Könnte nicht jemand ein kurzes Tutorial schreiben wie man diese Tentakel in 3D Max macht ? 
Ich habs mal versucht aber irgendwie überhaupt nicht hinbekommen.
In PS da klappts aber in 3D MAx kann man die Perspektive leichter ändern.


----------



## Cybersonic (31. Juli 2001)

Shivers sieht schon richtig cool aus. Hier mal eine Möglichkeit, die ich gemacht habe. 
-=A:=-
Achja, Saesh (oder so) hats auch cool hinbekommen


----------



## Cybersonic (1. August 2001)

ist das Thema etwa schon tot? Ich hoffe doch stark das Gegenteil


----------



## Saesh (1. August 2001)

es fehlt immernoch die 3dmax umsetzung


----------



## shiver (1. August 2001)

also meins is (zumindest teilweise) mit max gemacht.


----------



## ghaleon (1. August 2001)

also wenn du dich mit max ein wenig auskennst sind tentakeln kein prob

1. erstelle einen cone der sehr langgezogen ist

2. erstelle einen spline in der die ausrichtung deines tentakels bildet 

3. weise deinem cone den modifikator pathdeform zu

4. waehle als pfad deinen erstellten pfad 

5. experimentiere mit den einstellungen

6. rendern und fertisch

wenn dus genauer brauchst 
icq#83352946


----------



## Cybersonic (1. August 2001)

Kann denn niemand Kritik zu meinem Tentakel geörks abgeben? Er bekommt auch <font size="-7">k</font>ein Sixpack seiner Wahl


----------



## ghaleon (2. August 2001)

ich hab jetzt schnell ein bsp erstellt in max
das nach der oben genannten methode funzt

|tentacle|


----------



## Lykon (2. August 2001)

*Auch mal versucht!*

Hi erstmal

Ich habs auch mal mit dem Tut von Headfragger2k versucht das für PS.
War mein allererster versuch mit PS! Sagt mal was dazu!







und hier in gross


----------



## Saesh (2. August 2001)

@lykon:

yo... finde ich auch sehr gut umgesetzt.


----------



## Lykon (2. August 2001)

*THX*

Thx aber kann mir jemand sagen wie ich nu ein "Körper" dazu zaubern kann?


----------



## Cybersonic (2. August 2001)

Ich könnte mir vorstellen, dass in MAX eine Kugel mit dem Modofier (ode Spacewarp? ka) "Wellen" lustig aussieht. Dazu dann noch als ReflektionsMap Chrom und als Farbe Orange und in PS weichzeichnen


----------



## FALpurgisnacht (2. August 2001)

*gut mädels...*

... ich habe mein eigenen "kleinen" Beitrag zum Thema Tentakel kreiert! 

hier nun mein Werk...





und hier in Gross

ich bitte um Kritik...

2nd attempt doing some great...


----------



## Cybersonic (2. August 2001)

Eigentlich cool, nur sehen die Tentakel da zu plastisch aus, ich würde ein wenig Weichzeichnen, damit man es mehr aufs Foto bezieht, oder?


----------



## Saesh (2. August 2001)

das wäre auch für mich eine gute lösung zu dem bild.

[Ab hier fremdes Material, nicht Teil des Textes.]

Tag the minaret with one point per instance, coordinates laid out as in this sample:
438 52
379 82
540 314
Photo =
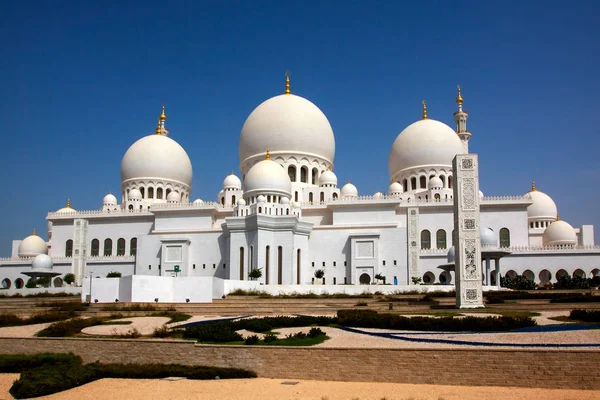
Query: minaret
460 117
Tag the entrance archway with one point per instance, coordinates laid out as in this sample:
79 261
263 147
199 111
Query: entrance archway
364 279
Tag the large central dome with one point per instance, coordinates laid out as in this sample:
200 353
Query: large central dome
425 143
287 124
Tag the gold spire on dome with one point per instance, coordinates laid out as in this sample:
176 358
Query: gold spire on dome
287 82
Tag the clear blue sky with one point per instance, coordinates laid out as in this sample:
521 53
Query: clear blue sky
82 81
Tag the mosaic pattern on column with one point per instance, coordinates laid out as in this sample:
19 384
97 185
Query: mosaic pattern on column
466 225
413 243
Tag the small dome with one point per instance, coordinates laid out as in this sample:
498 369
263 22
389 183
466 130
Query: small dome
267 176
395 188
135 194
110 199
156 157
42 261
327 178
435 183
32 245
349 190
488 238
287 123
424 143
559 233
232 182
451 255
173 197
543 207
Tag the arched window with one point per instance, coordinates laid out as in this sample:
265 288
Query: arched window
69 248
107 247
425 239
121 247
440 238
133 247
95 248
292 173
304 174
504 237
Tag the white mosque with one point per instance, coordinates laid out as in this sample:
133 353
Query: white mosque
288 217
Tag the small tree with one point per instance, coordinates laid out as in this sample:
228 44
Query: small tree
69 278
254 274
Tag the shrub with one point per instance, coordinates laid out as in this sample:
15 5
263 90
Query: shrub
585 315
251 340
69 278
269 338
371 319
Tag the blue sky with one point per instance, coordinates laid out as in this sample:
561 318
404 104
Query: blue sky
82 81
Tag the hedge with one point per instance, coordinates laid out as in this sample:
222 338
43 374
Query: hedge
45 374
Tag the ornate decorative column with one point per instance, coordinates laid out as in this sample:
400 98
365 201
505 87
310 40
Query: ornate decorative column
469 293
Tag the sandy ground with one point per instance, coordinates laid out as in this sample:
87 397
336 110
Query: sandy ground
273 389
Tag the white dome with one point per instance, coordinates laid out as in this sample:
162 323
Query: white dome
543 207
42 261
135 194
488 238
451 257
435 183
349 190
173 197
232 182
156 157
426 142
395 188
287 123
328 178
32 245
559 233
110 199
267 176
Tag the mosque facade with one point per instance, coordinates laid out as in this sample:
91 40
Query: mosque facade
288 216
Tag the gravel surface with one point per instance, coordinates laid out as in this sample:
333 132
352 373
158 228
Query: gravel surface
273 389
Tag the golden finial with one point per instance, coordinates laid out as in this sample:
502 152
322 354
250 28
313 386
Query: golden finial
458 97
287 82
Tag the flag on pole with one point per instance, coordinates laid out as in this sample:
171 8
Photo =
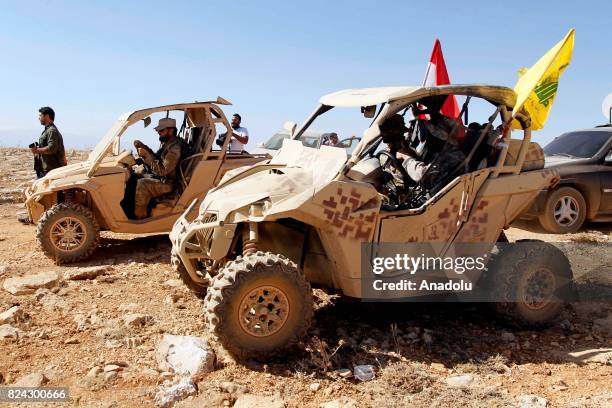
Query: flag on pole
537 86
437 74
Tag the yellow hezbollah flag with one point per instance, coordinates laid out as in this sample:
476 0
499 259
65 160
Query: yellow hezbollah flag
537 86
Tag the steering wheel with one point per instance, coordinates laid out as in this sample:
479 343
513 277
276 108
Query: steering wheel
392 162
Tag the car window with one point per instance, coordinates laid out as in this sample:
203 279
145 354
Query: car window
310 141
276 141
577 144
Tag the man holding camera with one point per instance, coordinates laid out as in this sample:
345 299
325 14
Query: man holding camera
240 135
49 151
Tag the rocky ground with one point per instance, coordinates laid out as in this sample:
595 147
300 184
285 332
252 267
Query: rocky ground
107 329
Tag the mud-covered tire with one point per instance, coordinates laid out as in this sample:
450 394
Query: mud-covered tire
179 267
531 283
80 220
556 219
273 285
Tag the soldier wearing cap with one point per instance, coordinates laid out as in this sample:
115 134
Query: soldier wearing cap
49 151
163 166
444 155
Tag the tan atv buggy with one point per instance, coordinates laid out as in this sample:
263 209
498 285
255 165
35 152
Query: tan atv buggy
307 217
73 203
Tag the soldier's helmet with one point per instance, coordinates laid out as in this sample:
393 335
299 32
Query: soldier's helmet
165 123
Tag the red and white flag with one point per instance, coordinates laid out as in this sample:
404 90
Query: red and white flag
436 74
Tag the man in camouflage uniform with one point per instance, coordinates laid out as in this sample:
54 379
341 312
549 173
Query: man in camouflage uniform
163 166
443 155
49 152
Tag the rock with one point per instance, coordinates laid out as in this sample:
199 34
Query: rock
259 401
128 307
233 388
136 320
149 372
28 284
531 401
34 380
112 333
87 273
14 315
604 326
438 366
8 332
96 379
185 355
344 372
81 321
174 283
460 381
344 402
94 372
110 376
112 367
52 302
314 387
133 342
364 372
428 340
166 397
601 355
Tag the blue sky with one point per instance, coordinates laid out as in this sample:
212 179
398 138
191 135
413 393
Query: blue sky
92 61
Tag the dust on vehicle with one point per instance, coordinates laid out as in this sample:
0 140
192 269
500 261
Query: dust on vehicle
72 204
267 233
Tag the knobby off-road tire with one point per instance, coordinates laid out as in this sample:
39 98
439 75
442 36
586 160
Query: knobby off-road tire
259 305
179 267
531 283
68 232
564 211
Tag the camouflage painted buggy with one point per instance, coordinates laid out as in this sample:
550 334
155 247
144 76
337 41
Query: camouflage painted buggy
270 231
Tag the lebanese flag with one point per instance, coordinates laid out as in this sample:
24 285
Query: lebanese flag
437 74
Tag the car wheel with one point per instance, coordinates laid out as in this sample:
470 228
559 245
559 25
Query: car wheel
531 282
259 305
68 232
564 211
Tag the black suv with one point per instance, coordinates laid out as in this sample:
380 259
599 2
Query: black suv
584 161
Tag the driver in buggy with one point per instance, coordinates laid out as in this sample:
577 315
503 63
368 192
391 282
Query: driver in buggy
439 158
160 172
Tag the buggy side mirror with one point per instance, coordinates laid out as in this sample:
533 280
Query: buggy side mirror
368 111
290 127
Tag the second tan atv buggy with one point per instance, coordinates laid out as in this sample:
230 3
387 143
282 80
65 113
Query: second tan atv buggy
72 204
267 233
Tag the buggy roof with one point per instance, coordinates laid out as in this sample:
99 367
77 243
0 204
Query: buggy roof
497 95
142 113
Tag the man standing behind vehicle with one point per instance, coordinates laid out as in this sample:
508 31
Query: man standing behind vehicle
162 176
49 152
240 135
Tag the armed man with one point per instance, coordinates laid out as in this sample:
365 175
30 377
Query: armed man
443 153
160 175
49 151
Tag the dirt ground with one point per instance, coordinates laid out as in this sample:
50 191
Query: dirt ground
414 348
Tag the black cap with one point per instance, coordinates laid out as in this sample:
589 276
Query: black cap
46 110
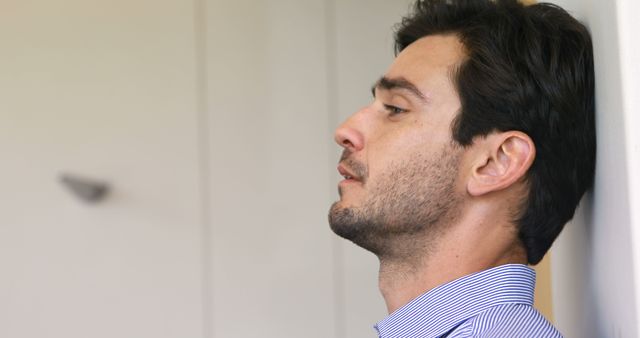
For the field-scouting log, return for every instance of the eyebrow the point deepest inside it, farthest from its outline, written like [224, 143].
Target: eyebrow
[398, 83]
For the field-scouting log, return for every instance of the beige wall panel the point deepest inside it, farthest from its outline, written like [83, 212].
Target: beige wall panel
[103, 89]
[272, 264]
[595, 260]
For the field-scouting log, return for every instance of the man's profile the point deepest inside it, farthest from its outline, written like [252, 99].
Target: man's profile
[474, 153]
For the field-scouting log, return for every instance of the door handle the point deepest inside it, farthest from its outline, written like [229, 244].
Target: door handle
[88, 190]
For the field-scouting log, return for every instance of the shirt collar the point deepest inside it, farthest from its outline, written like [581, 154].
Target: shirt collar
[441, 309]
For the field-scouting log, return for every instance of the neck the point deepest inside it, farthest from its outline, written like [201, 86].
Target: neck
[456, 254]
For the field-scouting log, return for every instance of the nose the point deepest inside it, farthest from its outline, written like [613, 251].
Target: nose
[348, 135]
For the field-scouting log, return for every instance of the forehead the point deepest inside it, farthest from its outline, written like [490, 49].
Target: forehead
[428, 61]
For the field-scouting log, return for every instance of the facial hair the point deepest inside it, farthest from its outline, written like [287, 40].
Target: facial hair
[405, 209]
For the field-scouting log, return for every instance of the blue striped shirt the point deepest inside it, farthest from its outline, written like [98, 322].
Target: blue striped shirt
[493, 303]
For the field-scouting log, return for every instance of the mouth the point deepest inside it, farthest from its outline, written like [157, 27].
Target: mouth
[347, 174]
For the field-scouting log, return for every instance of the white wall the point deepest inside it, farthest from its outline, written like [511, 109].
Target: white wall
[595, 260]
[213, 121]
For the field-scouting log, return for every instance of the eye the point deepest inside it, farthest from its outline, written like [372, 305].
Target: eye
[393, 110]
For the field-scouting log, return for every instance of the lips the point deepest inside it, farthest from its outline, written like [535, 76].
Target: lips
[346, 173]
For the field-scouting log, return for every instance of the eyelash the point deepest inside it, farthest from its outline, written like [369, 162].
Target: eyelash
[393, 110]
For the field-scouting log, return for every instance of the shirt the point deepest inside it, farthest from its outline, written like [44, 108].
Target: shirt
[493, 303]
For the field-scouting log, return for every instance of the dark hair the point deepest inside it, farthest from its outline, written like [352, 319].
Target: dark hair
[527, 68]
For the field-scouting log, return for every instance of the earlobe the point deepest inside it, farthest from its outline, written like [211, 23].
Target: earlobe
[504, 158]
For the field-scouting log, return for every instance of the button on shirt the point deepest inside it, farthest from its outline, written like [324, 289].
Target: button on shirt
[493, 303]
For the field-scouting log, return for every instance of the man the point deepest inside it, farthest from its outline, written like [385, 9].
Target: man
[474, 153]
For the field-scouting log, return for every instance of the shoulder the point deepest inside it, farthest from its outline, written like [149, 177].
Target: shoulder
[512, 320]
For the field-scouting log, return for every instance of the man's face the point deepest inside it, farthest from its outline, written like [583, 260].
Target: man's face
[399, 161]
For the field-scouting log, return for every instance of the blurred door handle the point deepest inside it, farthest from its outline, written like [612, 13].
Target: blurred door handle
[85, 189]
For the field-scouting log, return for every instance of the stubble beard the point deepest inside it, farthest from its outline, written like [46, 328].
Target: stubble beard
[406, 211]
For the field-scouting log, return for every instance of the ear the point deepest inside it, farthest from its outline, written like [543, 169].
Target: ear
[503, 158]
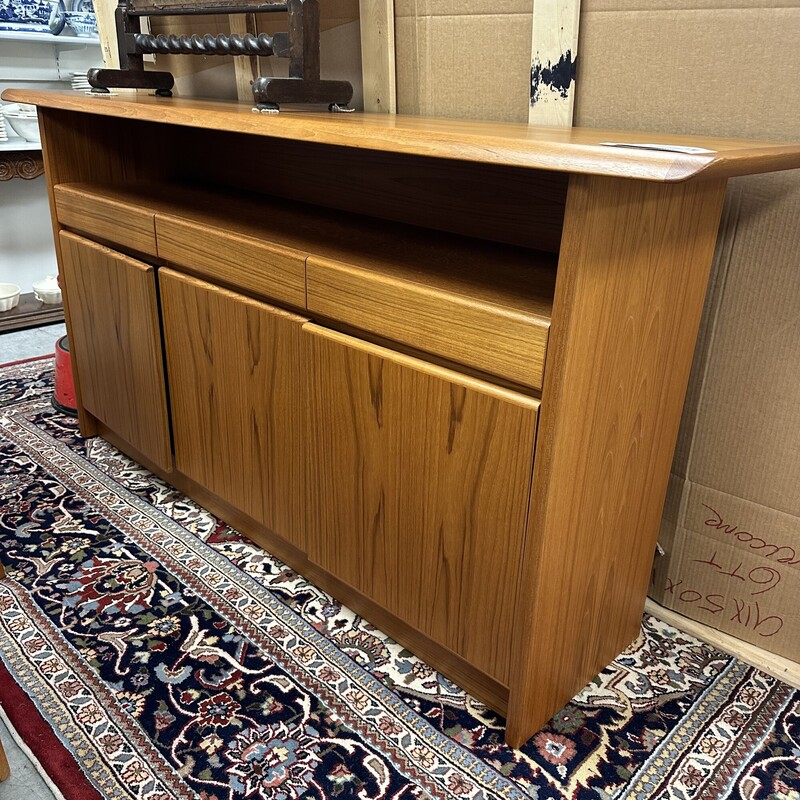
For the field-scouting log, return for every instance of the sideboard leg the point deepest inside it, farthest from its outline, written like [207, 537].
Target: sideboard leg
[632, 277]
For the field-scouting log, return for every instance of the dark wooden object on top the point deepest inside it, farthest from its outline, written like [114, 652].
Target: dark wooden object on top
[300, 45]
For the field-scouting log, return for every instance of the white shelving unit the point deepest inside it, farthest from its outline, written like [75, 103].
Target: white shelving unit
[48, 39]
[44, 61]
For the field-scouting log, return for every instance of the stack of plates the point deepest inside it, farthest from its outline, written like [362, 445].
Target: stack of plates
[79, 82]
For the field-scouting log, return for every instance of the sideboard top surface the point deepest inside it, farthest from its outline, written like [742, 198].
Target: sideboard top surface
[576, 150]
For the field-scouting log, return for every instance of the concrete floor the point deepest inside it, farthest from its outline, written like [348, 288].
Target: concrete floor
[18, 345]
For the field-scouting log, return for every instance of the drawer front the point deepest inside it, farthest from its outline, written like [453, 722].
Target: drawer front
[418, 485]
[100, 217]
[266, 269]
[487, 337]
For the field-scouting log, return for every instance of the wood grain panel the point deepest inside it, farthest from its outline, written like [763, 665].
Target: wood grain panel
[76, 148]
[446, 319]
[378, 71]
[116, 342]
[631, 282]
[111, 220]
[519, 207]
[418, 487]
[266, 268]
[235, 388]
[569, 150]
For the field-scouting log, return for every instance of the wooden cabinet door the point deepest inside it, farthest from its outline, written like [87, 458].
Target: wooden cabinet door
[234, 379]
[116, 342]
[418, 488]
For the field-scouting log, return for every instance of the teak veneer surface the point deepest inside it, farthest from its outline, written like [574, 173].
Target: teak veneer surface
[225, 352]
[472, 302]
[571, 150]
[116, 331]
[633, 261]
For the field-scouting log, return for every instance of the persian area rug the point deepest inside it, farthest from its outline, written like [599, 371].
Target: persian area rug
[170, 658]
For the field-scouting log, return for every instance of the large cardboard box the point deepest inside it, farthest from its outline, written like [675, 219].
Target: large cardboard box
[731, 528]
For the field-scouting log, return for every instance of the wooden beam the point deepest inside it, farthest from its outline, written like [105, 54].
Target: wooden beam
[247, 68]
[378, 55]
[554, 52]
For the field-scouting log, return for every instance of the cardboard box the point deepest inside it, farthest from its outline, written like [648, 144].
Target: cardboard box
[455, 60]
[731, 530]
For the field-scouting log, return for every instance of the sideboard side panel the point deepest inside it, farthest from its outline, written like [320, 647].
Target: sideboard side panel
[631, 282]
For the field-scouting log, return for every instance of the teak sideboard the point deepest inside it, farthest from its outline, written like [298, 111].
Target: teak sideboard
[436, 366]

es sieht momentan etwas so aus, als wenn die tentakeln nicht richtig mit ins bild passen.

der gaußsche weichzeichner ist somit eine gute lösung, um wieder den bezug zum kopf herzustellen.
evtl. auch noch die transparenz etwas senken.


----------



## FALpurgisnacht (2. August 2001)

*hmm...*

...so besser? 





hab weichgezeichnet und die transparenz der ebenen geändert...


----------



## Saesh (2. August 2001)

ist für mich nicht spektakulär anders... oder spinnen meine augen?


----------



## FALpurgisnacht (2. August 2001)

*hast scho recht...*

ist nicht viel weicher und transparenter, aber mehr will ich nicht... weil es mir zuuuu... weich wird. naja, ich finds ok... wobei mich eben der aspekt, dass der Kopp viel weicher ist als der Rest von anfang an ein wenig gestört hat... :> 

soviel dazu...


----------



## Saesh (2. August 2001)

kopf scharfzeichen und dann ein wenig mit Farbton/Sättigung oder Helligkeit/Kontrast rumspielen hats auch net gebracht?


----------



## NeoX (2. August 2001)

*@FALpurgisnacht*

also respekt an dein pic...
find ich voll verschärft...
aber ich hab bei meinen noch nen prob...
ich krieg die nie so abgerundet hin...
hat da noch jemand tips für mich???
:-- :[ :#


----------



## Cybersonic (3. August 2001)

Duplizier die Tentakel ebene, dass du sie 3 mal hast. Bei der hintersten Gausch ziemlich stark bei der 2. mittel bei der obersten leicht und dann farbig abwedeln oder ineinanderkopieren (bisschen ausprobieren) bei den beiden oberen Ebenen wählen. Das hilft bestimmt :_


----------



## tomtutorial (3. August 2001)

Echt super, wie ihr das mit den Tentakeln ausgetüftelt habt. Ich hab mich mal rangesetzt und das ganze verfeinert. Hier meine Tentakel, aus Glass & 100% Photoshop:






mfg, Tom Joke


----------



## FALpurgisnacht (3. August 2001)

*hier... tentakel + sample16*

jo, hab das ganze direkt mal für sample16 umgesetzt...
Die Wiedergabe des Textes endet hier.